I have a pdf file (named input.pdf) and i want to convert it to a new pdf file (named output.pdf) using Ghostscript. The reason/purpose i want to convert it is only one - to remove all its old metadata (classical and xmp). So, i apply the command:

gsc.exe -o output.pdf -sDEVICE=pdfwrite input.pdf pdfmark.txt

With the following pdfmark.txt: [ /Title () /Author () /Subject () /Creator () /ModDate () /Producer () /Keywords () /CreationDate () /DOCINFO pdfmark

Please, very kindly i ask just to confirm that the above command will do the job i want that is : It will remove all its old metadata classical and xmp and the newly created file will have its new metadata but there will be no trace of the old file metadata. (I know that the only exception is that the Producer name will be Ghostscript, and the Creation Date will be applied during the creation of the converted file and can not be changed), - and we are happy with this.

We will appreciate very much your comments regarding if the above command will do the job we want. Thank you very much!

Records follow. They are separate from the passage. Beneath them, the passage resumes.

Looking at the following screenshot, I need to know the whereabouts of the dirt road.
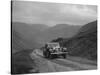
[30,49,97,73]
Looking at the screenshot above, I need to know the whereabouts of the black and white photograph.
[11,0,98,75]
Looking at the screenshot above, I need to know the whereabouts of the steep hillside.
[63,21,97,60]
[12,22,48,49]
[38,24,81,43]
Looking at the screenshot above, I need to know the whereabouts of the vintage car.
[43,43,68,58]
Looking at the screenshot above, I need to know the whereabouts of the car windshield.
[48,43,59,47]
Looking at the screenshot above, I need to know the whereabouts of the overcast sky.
[12,1,97,26]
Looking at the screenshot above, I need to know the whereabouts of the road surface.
[30,49,97,73]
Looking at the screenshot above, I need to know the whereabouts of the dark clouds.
[12,1,97,26]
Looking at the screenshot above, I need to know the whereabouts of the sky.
[12,1,97,26]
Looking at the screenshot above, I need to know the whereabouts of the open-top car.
[43,43,68,58]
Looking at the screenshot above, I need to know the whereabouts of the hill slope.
[64,21,97,60]
[38,24,81,43]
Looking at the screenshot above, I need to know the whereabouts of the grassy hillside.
[52,21,97,60]
[38,24,81,43]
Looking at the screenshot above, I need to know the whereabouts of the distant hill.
[38,24,81,43]
[63,21,97,60]
[12,22,48,48]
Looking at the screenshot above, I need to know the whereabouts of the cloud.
[12,1,97,26]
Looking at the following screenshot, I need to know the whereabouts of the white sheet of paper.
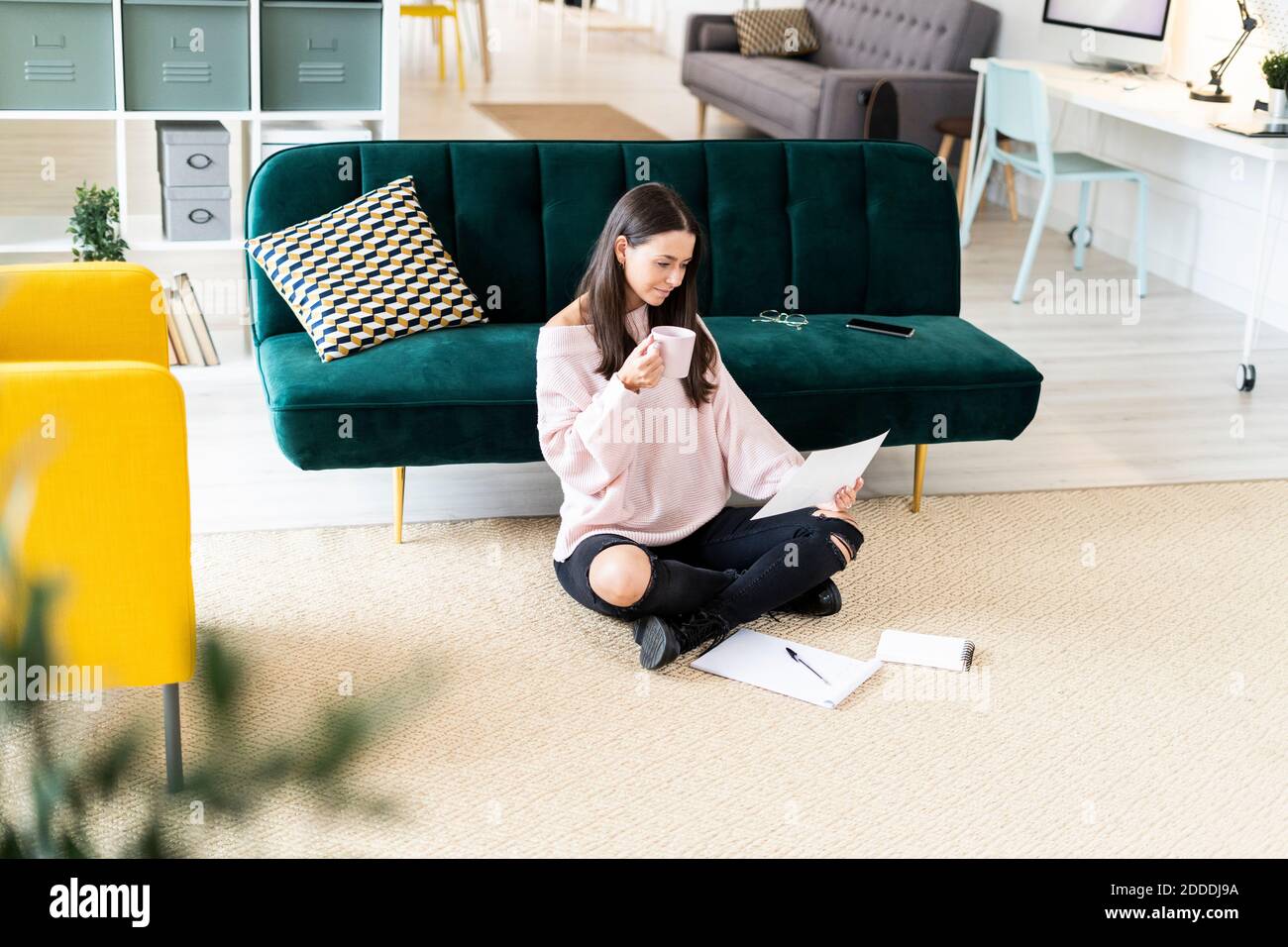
[751,430,890,519]
[692,627,881,710]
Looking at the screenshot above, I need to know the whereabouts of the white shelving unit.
[0,0,399,257]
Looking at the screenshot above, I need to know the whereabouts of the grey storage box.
[156,121,228,187]
[259,0,380,111]
[161,187,233,240]
[121,0,250,111]
[0,0,116,110]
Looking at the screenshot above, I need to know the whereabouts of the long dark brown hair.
[577,183,716,407]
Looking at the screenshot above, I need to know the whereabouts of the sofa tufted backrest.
[805,0,1001,72]
[246,141,961,342]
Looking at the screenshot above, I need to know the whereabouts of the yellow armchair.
[0,263,196,789]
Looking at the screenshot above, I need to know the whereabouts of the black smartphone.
[845,320,917,339]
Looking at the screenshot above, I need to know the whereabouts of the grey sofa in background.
[680,0,1001,151]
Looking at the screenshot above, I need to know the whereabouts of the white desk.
[961,59,1288,391]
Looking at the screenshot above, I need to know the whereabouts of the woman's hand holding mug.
[617,333,665,394]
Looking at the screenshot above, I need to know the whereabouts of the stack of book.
[164,273,219,365]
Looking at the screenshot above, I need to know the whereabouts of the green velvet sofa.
[246,141,1042,536]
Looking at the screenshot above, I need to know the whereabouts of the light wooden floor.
[0,3,1288,533]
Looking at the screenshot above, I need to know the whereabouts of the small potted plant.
[1261,49,1288,119]
[67,184,130,263]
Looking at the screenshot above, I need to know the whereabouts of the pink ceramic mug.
[652,326,698,377]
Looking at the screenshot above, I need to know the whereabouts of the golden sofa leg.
[394,467,407,543]
[912,445,926,513]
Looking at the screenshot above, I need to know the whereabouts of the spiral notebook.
[691,627,881,710]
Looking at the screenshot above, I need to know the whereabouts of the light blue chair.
[961,59,1149,303]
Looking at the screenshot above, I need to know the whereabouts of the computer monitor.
[1042,0,1172,65]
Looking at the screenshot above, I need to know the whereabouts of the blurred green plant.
[1261,49,1288,89]
[0,440,395,858]
[67,184,130,263]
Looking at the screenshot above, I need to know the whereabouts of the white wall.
[986,0,1288,322]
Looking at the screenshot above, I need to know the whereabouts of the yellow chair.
[398,0,465,91]
[0,263,196,791]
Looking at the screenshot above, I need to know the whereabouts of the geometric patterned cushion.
[733,8,818,55]
[246,176,488,362]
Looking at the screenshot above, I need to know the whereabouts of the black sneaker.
[635,608,733,672]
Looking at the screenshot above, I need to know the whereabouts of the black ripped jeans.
[555,506,863,626]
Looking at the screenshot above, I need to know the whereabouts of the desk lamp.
[1190,0,1257,102]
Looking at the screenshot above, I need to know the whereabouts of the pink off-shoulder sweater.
[537,305,805,562]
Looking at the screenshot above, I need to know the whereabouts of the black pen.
[787,648,832,686]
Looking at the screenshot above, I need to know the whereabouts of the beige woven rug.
[474,102,666,142]
[0,480,1288,857]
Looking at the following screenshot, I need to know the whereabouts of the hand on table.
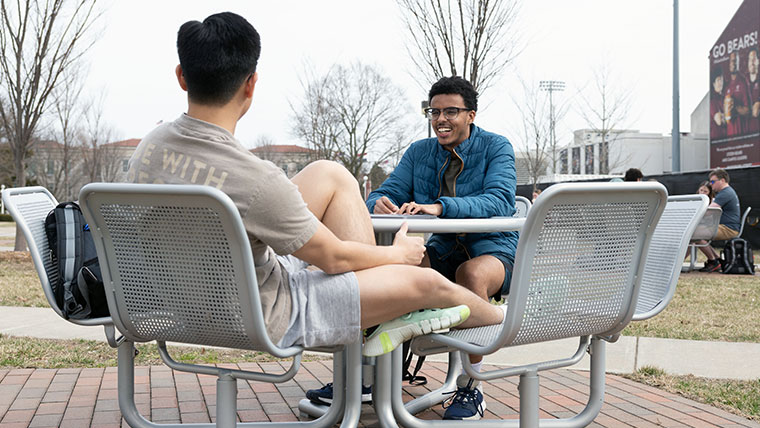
[393,222,425,266]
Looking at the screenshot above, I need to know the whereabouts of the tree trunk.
[13,154,26,251]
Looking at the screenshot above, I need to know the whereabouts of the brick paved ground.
[0,361,760,428]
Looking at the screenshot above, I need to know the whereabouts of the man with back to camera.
[698,168,741,272]
[129,12,503,362]
[366,76,518,419]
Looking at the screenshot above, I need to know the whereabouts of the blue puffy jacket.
[367,125,519,261]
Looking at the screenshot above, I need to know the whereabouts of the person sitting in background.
[697,181,715,203]
[623,168,644,181]
[531,189,541,204]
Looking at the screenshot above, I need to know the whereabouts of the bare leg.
[356,265,504,328]
[456,255,504,364]
[291,160,375,245]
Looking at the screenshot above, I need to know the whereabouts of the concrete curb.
[0,306,760,380]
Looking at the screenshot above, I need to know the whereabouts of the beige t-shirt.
[128,114,318,343]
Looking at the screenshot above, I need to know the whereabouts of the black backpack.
[720,238,755,275]
[45,202,110,319]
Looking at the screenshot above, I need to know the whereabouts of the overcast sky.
[87,0,741,151]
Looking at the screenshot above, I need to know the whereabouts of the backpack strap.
[401,340,427,386]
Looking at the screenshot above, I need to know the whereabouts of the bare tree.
[397,0,520,94]
[578,61,633,174]
[35,67,84,201]
[79,95,120,183]
[0,0,99,250]
[291,62,408,181]
[253,135,277,161]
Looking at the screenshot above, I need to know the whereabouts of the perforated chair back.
[633,195,710,321]
[513,196,532,218]
[439,182,667,354]
[80,183,300,357]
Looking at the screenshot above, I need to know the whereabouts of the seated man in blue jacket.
[367,77,518,419]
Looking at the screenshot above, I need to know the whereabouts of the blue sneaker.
[306,382,372,406]
[443,374,486,421]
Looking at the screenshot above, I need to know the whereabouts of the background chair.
[633,195,708,321]
[2,186,117,348]
[80,183,361,427]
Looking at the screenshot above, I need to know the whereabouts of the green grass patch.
[623,273,760,343]
[0,335,321,368]
[623,367,760,420]
[0,251,48,307]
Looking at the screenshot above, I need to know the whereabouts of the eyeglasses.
[425,107,472,120]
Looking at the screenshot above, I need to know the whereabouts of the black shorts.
[427,245,513,300]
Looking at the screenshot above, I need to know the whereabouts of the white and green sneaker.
[362,305,470,357]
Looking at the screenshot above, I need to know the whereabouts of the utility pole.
[538,80,565,174]
[671,0,681,173]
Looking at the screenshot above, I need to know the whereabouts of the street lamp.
[538,80,565,173]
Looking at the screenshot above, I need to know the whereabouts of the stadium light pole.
[671,0,681,172]
[538,80,565,174]
[420,100,433,138]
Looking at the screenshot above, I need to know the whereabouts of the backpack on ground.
[45,202,110,319]
[720,238,755,275]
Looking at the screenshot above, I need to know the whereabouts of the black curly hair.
[428,76,478,111]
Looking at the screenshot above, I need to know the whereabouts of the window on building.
[571,147,581,174]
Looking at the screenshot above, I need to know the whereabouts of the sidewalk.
[0,361,760,428]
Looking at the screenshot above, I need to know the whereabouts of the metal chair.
[373,183,667,427]
[80,183,361,427]
[2,186,118,348]
[633,195,710,321]
[736,207,752,238]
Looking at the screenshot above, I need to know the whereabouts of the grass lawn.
[0,251,760,420]
[624,367,760,420]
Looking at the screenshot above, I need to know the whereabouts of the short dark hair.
[623,168,644,181]
[707,168,730,184]
[177,12,261,105]
[428,76,478,111]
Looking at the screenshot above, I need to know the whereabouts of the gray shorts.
[277,256,361,348]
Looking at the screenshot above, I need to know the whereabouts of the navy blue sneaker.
[306,382,372,406]
[443,374,486,421]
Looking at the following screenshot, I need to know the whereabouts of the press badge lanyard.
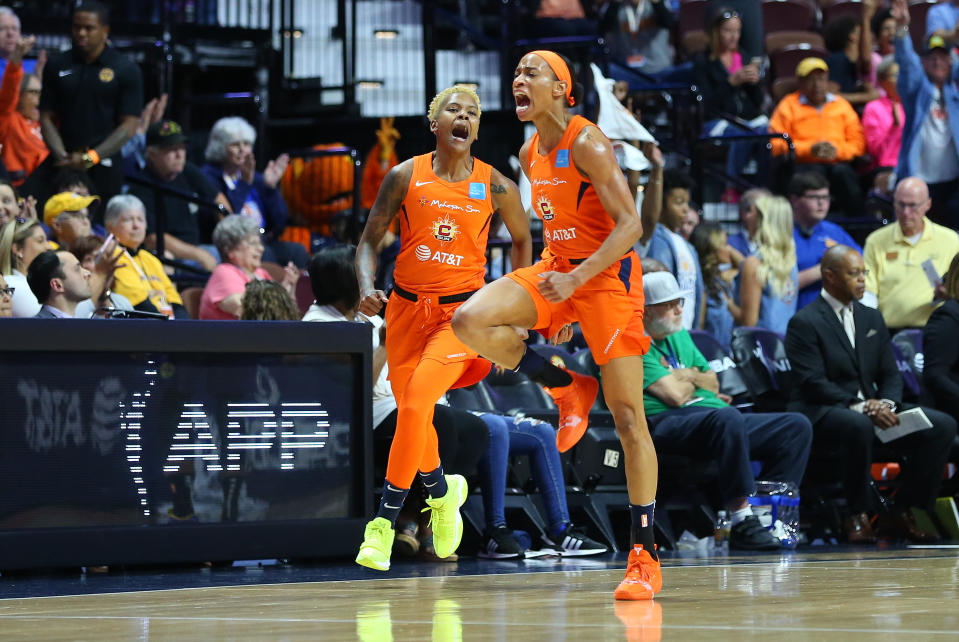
[653,337,680,370]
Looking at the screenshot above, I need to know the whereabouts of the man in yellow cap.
[769,57,866,216]
[43,192,100,247]
[890,0,959,227]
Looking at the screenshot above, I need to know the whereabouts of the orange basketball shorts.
[507,251,649,366]
[386,290,492,397]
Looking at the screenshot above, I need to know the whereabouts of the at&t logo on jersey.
[431,216,460,242]
[536,194,556,221]
[543,227,576,241]
[414,244,463,267]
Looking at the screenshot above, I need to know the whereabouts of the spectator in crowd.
[769,58,866,215]
[240,279,303,321]
[928,254,959,417]
[823,16,879,109]
[303,245,489,562]
[529,0,597,38]
[729,187,772,256]
[0,7,38,76]
[926,0,959,46]
[733,196,799,334]
[27,250,92,319]
[788,172,862,308]
[0,274,16,319]
[643,272,812,550]
[692,222,740,350]
[31,0,143,204]
[130,120,228,272]
[704,0,766,60]
[0,33,50,185]
[200,214,300,321]
[202,116,308,268]
[103,194,190,319]
[120,94,169,174]
[0,178,37,227]
[862,56,906,185]
[0,218,50,319]
[43,192,100,249]
[863,6,896,88]
[475,404,607,559]
[693,7,769,176]
[603,0,676,74]
[635,170,705,330]
[786,245,956,543]
[892,0,959,227]
[70,234,133,319]
[863,176,959,332]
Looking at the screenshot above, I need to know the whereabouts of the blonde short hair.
[426,85,483,120]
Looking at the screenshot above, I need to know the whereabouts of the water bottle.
[713,510,729,549]
[747,481,799,548]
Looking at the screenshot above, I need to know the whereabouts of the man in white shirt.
[27,250,92,319]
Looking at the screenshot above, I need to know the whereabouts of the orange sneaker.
[613,544,663,600]
[543,368,599,453]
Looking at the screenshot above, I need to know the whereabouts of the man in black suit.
[786,245,956,543]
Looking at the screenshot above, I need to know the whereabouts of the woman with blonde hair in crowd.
[240,279,302,321]
[0,217,50,318]
[733,196,799,335]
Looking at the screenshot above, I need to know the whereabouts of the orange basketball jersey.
[393,154,493,294]
[527,116,615,259]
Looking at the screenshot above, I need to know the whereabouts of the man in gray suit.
[27,250,92,319]
[786,245,956,543]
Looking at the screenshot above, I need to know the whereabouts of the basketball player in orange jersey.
[453,51,662,600]
[356,86,532,571]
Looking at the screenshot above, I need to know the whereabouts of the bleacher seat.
[730,327,791,412]
[762,0,819,34]
[446,381,496,412]
[909,0,937,51]
[679,0,707,41]
[822,0,862,26]
[689,330,752,407]
[180,288,203,319]
[766,31,826,51]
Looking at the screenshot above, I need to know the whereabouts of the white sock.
[729,506,753,526]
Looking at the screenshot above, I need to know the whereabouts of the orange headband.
[530,49,576,107]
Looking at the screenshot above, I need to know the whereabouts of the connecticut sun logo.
[432,217,460,241]
[536,194,554,221]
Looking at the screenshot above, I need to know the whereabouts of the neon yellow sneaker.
[423,475,469,558]
[356,517,394,571]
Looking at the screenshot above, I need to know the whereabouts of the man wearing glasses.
[784,245,956,544]
[787,172,862,309]
[43,192,100,248]
[643,259,812,550]
[863,176,959,333]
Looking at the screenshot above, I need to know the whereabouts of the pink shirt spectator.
[862,96,906,167]
[200,263,270,321]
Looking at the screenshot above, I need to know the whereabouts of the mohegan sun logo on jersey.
[432,216,460,242]
[536,194,555,221]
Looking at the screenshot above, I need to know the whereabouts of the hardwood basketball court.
[0,547,959,642]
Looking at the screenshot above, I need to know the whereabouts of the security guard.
[24,1,143,208]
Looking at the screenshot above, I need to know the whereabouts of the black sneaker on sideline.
[729,515,782,551]
[477,525,524,560]
[543,524,609,557]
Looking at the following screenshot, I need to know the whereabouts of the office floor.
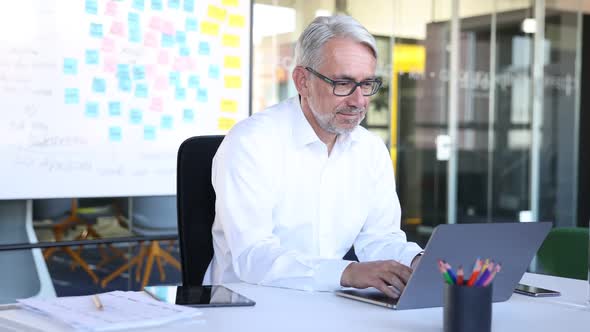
[47,245,181,296]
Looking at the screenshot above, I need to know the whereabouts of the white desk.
[0,273,590,332]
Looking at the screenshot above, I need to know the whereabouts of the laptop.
[335,222,552,310]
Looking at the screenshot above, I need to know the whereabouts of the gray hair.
[295,15,377,68]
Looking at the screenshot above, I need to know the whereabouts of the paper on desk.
[18,291,202,331]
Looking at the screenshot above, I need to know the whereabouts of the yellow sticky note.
[223,76,242,89]
[201,21,219,36]
[221,0,238,7]
[221,99,238,113]
[207,5,225,21]
[223,55,242,69]
[221,34,240,47]
[229,14,246,28]
[217,117,236,130]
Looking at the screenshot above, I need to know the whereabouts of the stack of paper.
[18,291,202,331]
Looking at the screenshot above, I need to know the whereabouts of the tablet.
[143,285,256,307]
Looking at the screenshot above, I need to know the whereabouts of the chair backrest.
[176,135,224,286]
[537,227,588,279]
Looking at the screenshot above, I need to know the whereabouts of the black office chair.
[176,135,224,286]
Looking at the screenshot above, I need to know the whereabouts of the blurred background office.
[0,0,590,295]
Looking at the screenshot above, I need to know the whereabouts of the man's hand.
[340,260,412,298]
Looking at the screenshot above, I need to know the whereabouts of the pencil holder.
[443,283,492,332]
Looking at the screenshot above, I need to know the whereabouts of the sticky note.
[84,0,98,15]
[162,33,174,48]
[221,0,238,7]
[160,114,173,129]
[223,55,241,69]
[64,88,80,105]
[188,75,199,88]
[209,65,219,79]
[64,58,78,75]
[92,77,107,93]
[176,31,186,45]
[109,101,121,116]
[135,83,148,98]
[221,99,238,113]
[133,66,145,80]
[132,0,145,11]
[129,108,142,124]
[184,17,199,31]
[229,14,246,28]
[201,21,219,36]
[217,117,236,131]
[84,101,98,118]
[182,108,195,122]
[199,42,211,55]
[178,47,191,56]
[151,0,164,11]
[221,34,240,47]
[109,127,123,142]
[168,0,180,9]
[143,125,156,141]
[197,88,209,103]
[90,23,102,38]
[207,5,226,21]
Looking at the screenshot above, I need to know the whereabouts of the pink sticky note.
[150,97,164,112]
[101,38,115,52]
[149,16,162,31]
[111,21,125,36]
[158,51,168,65]
[104,1,117,16]
[143,31,158,47]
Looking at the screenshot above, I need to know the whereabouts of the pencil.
[92,294,103,310]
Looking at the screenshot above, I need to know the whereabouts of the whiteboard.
[0,0,251,199]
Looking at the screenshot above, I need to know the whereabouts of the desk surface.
[0,273,590,332]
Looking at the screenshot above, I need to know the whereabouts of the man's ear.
[291,66,309,97]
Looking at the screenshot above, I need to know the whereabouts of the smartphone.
[514,284,561,297]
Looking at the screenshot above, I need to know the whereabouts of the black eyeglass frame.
[305,67,383,97]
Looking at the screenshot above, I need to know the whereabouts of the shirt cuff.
[314,259,354,291]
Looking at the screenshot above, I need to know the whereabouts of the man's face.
[307,38,376,137]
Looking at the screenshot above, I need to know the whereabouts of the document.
[18,291,202,331]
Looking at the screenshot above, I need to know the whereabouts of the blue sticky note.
[84,101,98,118]
[135,84,148,98]
[133,0,145,11]
[133,66,145,80]
[90,23,102,38]
[92,77,107,93]
[174,87,186,100]
[162,33,174,47]
[109,127,123,142]
[199,42,211,55]
[152,0,164,10]
[143,126,156,141]
[182,108,195,122]
[129,108,142,124]
[178,47,191,56]
[84,0,98,15]
[160,115,172,129]
[119,78,132,92]
[185,17,199,31]
[86,50,99,65]
[168,0,180,9]
[109,101,121,116]
[209,65,219,79]
[64,58,78,75]
[184,0,195,13]
[176,31,186,45]
[188,75,199,88]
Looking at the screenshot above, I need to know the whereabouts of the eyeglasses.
[305,67,383,97]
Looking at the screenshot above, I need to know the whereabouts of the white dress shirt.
[204,98,421,290]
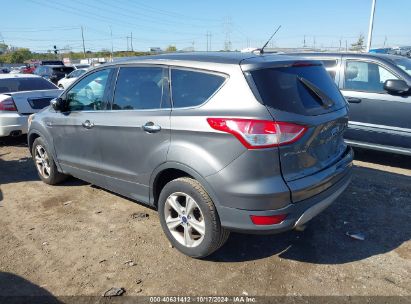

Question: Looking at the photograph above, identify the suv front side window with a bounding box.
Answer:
[344,60,398,93]
[67,69,112,111]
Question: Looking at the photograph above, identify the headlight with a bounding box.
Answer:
[27,114,35,129]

jamie-lemon commented 11 months ago

Hi there,

I think you could run the command on the PDF you want then try a service to quickly check the file metadata - e.g. https://app.pdf.co/request-tester ( you'll have to create account first, but its easy and you get free credits ), just run the pdf info command on the file , see: https://apidocs.pdf.co/02-pdf-info-reader and it will tell you what it sees.

Hope this helps.

Geo-Van commented 11 months ago

Thank you. I try it with EXIFTOOL, and it seems that it do the job - there are no metadata seen from the old pdf. So, i think that the above Ghostscript command do the job we want. Any other comments, please regarding the Ghostscript command used? Will the command do the job we want?